Zuerst bin ich in die Türkei geflogen. Dort habe ich versucht, mit anderen Menschen in Kontakt zu kommen, die ebenfalls auf der Flucht sind. Es war alles sehr, sehr schwierig. Zuerst wollte mir niemand helfen, aber ich habe mich als Dolmetscher angetragen. Ich habe also für andere Flüchtlinge übersetzt, dafür wurde mir geholfen. Wir sind mit dem Boot nach Griechenland und über den Balkan nach Österreich. Das war alles sehr schwierig. Trotzdem habe ich es geschafft. Auch die ersten zwei Jahre in Österreich waren sehr schwer. Erst als ich ein anerkannter Flüchtling war, wurde es leichter. Das war im Jahr 2017, ab da wurde ich von der Beruflichen Assistenz des Blindenverbands unterstützt, habe Weiterbildungen gemacht und eine Wohnung gefunden. Im Herbst 2019 konnte ich ein Arbeitstraining bei der Firma Care Tec machen und ab Jänner dort als kaufmännischer Angestellter arbeiten.

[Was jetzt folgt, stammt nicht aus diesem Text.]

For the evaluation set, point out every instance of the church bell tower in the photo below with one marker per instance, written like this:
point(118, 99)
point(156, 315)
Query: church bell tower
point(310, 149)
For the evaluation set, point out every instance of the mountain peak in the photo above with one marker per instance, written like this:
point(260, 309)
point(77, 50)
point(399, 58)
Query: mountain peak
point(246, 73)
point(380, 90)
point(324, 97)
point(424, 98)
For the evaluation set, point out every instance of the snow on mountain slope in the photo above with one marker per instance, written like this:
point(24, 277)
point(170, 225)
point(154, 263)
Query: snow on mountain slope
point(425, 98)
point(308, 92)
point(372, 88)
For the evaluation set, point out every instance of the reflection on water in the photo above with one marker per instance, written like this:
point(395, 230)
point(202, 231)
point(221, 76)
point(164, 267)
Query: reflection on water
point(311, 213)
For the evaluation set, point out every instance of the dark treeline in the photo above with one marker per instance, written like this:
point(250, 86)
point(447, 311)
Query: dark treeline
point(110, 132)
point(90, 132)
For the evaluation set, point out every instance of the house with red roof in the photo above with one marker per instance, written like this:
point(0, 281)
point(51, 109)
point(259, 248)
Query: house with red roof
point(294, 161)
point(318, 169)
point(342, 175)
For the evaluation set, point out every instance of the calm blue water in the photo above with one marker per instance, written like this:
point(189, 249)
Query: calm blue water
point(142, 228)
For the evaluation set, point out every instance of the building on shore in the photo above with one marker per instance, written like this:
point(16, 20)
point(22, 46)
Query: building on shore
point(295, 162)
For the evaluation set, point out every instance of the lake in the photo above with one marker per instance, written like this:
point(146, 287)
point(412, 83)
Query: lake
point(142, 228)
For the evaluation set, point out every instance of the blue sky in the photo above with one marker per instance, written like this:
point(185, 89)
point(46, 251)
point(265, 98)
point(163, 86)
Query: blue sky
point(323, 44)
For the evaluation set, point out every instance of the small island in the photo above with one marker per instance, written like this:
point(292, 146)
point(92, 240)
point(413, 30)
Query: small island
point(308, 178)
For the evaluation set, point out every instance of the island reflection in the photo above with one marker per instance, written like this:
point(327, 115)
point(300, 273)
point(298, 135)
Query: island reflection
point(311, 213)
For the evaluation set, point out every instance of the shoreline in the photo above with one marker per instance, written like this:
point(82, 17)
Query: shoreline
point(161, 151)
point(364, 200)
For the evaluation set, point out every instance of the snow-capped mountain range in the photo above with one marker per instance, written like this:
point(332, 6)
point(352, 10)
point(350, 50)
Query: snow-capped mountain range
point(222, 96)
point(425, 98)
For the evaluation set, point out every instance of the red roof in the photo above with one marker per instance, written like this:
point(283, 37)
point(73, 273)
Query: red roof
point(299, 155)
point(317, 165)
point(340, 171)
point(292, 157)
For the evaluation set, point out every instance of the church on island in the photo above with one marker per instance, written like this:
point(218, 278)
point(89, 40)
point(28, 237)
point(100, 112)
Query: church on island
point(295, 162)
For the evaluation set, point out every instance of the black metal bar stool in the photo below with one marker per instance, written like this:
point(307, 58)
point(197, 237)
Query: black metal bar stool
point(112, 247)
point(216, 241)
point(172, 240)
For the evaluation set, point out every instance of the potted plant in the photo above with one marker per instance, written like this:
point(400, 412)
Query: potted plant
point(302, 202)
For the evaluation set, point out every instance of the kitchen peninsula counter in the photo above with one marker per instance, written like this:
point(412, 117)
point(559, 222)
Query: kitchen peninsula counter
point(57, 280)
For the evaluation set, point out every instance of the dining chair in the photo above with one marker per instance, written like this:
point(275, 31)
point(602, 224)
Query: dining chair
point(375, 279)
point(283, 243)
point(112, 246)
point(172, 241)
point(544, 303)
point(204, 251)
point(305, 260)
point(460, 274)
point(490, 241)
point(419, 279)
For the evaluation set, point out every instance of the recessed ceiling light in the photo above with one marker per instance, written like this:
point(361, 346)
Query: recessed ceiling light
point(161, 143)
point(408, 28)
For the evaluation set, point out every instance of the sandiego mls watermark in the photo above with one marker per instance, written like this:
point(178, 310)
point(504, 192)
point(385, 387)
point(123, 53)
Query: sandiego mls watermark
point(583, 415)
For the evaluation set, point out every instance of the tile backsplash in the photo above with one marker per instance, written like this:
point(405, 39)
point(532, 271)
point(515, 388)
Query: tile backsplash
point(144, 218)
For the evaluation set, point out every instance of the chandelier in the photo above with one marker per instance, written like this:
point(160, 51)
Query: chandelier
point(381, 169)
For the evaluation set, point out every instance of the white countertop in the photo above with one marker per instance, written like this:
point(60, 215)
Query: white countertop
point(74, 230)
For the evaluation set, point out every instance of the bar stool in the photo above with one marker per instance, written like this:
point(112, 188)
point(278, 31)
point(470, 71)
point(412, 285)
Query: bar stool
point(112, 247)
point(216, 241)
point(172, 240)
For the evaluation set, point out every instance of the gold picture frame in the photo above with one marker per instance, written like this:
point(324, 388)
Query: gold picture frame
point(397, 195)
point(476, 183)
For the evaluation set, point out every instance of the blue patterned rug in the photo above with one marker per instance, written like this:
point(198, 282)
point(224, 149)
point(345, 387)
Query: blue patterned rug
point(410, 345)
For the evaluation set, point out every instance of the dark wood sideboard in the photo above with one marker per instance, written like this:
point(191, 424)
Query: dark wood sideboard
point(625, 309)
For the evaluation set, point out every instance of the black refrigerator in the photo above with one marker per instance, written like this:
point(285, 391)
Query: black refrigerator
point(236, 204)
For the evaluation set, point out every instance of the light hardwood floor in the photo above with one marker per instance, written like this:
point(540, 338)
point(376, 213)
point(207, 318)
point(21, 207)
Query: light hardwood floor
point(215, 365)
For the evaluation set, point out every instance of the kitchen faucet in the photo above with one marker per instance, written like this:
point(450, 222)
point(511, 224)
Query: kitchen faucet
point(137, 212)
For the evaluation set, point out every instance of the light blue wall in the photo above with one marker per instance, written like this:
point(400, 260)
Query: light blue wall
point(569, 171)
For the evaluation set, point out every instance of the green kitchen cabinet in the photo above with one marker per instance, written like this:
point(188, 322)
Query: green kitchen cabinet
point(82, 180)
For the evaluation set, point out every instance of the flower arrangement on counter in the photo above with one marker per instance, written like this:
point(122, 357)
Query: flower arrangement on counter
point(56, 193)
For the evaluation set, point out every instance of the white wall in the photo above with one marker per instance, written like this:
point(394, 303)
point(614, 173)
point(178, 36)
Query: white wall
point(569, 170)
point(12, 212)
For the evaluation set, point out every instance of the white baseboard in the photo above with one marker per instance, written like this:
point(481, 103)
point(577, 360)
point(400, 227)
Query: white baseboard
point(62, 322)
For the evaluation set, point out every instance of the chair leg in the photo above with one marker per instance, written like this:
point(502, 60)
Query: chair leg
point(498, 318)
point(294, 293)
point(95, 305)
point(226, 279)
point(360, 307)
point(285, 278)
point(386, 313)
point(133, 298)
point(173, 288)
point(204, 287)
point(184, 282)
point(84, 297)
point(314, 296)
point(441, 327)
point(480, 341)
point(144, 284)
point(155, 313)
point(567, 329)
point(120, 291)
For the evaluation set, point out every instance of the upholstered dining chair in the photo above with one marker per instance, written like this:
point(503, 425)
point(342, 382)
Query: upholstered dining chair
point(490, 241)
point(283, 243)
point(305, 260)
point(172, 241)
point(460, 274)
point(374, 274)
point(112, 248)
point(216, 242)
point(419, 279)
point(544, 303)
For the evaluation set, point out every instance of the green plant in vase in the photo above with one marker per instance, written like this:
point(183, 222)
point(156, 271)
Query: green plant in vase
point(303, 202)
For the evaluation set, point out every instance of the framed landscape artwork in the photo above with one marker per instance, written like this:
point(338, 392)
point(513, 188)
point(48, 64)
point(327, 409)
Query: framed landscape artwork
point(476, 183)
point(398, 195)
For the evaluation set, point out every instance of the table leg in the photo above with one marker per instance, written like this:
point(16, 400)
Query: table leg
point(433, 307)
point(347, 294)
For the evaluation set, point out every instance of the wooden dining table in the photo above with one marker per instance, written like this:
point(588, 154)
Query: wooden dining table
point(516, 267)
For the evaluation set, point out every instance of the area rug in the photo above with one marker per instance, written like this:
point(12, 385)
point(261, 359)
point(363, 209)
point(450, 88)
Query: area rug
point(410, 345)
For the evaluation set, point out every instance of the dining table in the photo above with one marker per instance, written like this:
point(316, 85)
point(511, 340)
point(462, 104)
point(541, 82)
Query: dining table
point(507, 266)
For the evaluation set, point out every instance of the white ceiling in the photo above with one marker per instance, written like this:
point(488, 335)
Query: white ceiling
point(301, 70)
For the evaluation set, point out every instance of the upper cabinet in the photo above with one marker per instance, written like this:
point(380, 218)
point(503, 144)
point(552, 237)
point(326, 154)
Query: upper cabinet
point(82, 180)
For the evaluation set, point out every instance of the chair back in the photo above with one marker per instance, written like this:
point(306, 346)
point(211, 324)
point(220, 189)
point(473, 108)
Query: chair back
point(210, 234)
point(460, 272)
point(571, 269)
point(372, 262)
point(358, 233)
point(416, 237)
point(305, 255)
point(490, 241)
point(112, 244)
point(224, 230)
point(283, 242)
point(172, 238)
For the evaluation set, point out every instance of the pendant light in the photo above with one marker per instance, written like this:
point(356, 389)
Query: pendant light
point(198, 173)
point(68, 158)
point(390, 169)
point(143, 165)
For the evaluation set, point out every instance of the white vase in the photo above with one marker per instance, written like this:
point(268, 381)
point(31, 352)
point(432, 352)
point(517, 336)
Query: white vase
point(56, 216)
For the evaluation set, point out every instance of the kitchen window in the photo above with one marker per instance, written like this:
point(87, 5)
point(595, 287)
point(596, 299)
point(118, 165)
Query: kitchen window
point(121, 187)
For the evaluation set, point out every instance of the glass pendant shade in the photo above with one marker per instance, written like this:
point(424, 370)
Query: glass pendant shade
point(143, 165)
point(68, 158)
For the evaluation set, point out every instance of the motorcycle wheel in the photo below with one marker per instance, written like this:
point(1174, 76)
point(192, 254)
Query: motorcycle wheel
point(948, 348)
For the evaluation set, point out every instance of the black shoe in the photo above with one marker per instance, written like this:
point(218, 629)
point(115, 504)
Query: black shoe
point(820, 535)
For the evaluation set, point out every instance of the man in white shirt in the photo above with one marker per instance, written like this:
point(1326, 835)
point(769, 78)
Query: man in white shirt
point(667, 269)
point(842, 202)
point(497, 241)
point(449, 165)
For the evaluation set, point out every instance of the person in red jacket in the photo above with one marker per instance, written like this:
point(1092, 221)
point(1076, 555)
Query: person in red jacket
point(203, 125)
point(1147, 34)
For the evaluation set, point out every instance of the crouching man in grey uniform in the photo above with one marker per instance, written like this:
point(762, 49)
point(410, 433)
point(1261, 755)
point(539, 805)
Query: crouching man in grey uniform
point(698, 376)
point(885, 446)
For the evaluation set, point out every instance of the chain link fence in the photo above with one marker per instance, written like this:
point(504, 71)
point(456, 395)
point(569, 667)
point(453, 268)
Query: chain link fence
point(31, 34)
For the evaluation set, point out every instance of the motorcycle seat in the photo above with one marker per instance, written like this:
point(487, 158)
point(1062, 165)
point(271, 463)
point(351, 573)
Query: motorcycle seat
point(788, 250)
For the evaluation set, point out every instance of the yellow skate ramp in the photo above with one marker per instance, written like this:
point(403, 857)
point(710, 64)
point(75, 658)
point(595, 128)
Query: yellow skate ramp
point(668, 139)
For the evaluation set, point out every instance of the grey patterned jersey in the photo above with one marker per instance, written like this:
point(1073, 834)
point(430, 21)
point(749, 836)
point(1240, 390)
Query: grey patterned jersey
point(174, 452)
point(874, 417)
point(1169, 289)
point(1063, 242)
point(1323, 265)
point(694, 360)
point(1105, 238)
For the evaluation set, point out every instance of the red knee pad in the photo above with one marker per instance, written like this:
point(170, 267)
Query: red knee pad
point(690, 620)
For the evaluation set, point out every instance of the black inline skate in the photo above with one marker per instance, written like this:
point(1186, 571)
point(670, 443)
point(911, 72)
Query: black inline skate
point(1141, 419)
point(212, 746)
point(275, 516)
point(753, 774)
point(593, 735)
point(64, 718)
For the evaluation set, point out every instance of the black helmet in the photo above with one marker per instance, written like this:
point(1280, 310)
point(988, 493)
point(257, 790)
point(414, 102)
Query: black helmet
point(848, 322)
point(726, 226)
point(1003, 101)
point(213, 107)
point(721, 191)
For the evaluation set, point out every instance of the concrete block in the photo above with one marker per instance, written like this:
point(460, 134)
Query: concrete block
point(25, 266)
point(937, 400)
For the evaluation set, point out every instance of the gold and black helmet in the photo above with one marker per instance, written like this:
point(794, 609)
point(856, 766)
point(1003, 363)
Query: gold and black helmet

Aber jetzt ist alles anders. Ich habe meinen Job verloren und weiß nicht, wie es weitergehen wird. Hinzu kommt, dass sich alle davor fürchten, sich mit dem Corona Virus anzustecken und möglichst viel Abstand halten. Man fühlt sich sehr allein.
Was sind für Sie derzeit die größten Hürden, die Sie im Alltag überwinden müssen?
Wenn man blind ist, braucht man immer wieder Unterstützung, sei es beim Einkaufen oder unterwegs. Ich kenne mich in Wien gut aus, ich benutze alle öffentlichen Verkehrsmittel. Aber in den großen Stationen muss ich doch immer wieder fragen oder mich führen lassen. Doch jetzt wollen sich die Leute nicht mehr angreifen lassen. Auch ich habe Angst, angesteckt zu werden. Nichts ist mehr wie vorher, es ist alles anders geworden. Jeder Mensch hat Angst vor dem anderen, das macht das Leben sehr schwer.
Im Supermarkt ist die Situation ähnlich. Ich wohne allein und einkaufen ist ein Problem für mich. Die Angestellten sind überlastet, sie können mir nicht helfen. Ich versuche, mit dem nötigen Abstand, einen Kunden anzusprechen und zu bitten, mir etwas zu besorgen. Dann warte ich beim Eingang oder bei der Kassa. Das alles macht ein bisschen müde, psychisch meine ich. Jetzt merke ich wirklich, dass ich blind bin. Allein auf der Flucht, die ersten zwei Jahre in Österreich, das war alles sehr schwierig. Aber trotzdem habe ich es geschafft. Die momentane Situation ist für mich allerdings noch schwieriger.
Wie gelingt es Ihnen, jeden Tag neu zu bestehen und nicht den Mut zu verlieren?
Ich beschäftige mich mit den Dingen, die ich sehr gern mag. Ich lese viel. Ich höre oft Musik. Ich mag Hip-Hop, Country, Rock, Pop, indische und arabische Musik oder Flamenco. Ich mache auch gern Musik. Zuhause in Marokko hatte ich eine Hip-Hop Band, als Teenager war ich Rapper. Ich habe auch Freunde hier in Wien, aber sie können mich nicht besuchen und ich kann sie nicht besuchen. Wir können nur telefonieren.
Sie haben vor fünf Jahren alles riskiert, als Sie sich allein auf den Weg nach Österreich gemacht haben. Sie haben alles auf eine Karte gesetzt, um sich den Traum eines selbstbestimmten Lebens zu erfüllen. Es ist Ihnen gelungen, eine neue Sprache zu erlernen, eine Wohnung und einen Job zu finden, selbstständig zu leben. Doch die Corona Pandemie hat alles verändert.
Ich hoffe, dass diese Krise bald vorbei ist. Aber wir wissen noch nicht, wie es dann mit der Wirtschaft weitergeht. Wenn es mit der Wirtschaft schlechter wird, dann wird es auch viel schwerer sein, eine Arbeit zu finden. Für alle, aber ganz besonders für Menschen mit Behinderungen. Also, wenn ich nicht arbeite, was ist dann?
Und für die Zeit nach der Pandemie hoffe ich, dass wir noch viel besser verstehen, wie wichtig dieser zwischenmenschliche Kontakt für uns ist, und zwar für jeden von uns.
Ich hoffe, dass wir noch besser begreifen, dass wir alle Menschen sind, ohne Unterschied. Keiner ist besser als der andere. Und dass dieser zwischenmenschliche Kontakt noch besser wird. Und natürlich hoffe ich, dass ich wieder eine Arbeit finden werde und dass man das Leben wieder genießen kann.
Vielen Dank für diese Einblicke in Ihre momentane Lebenssituation.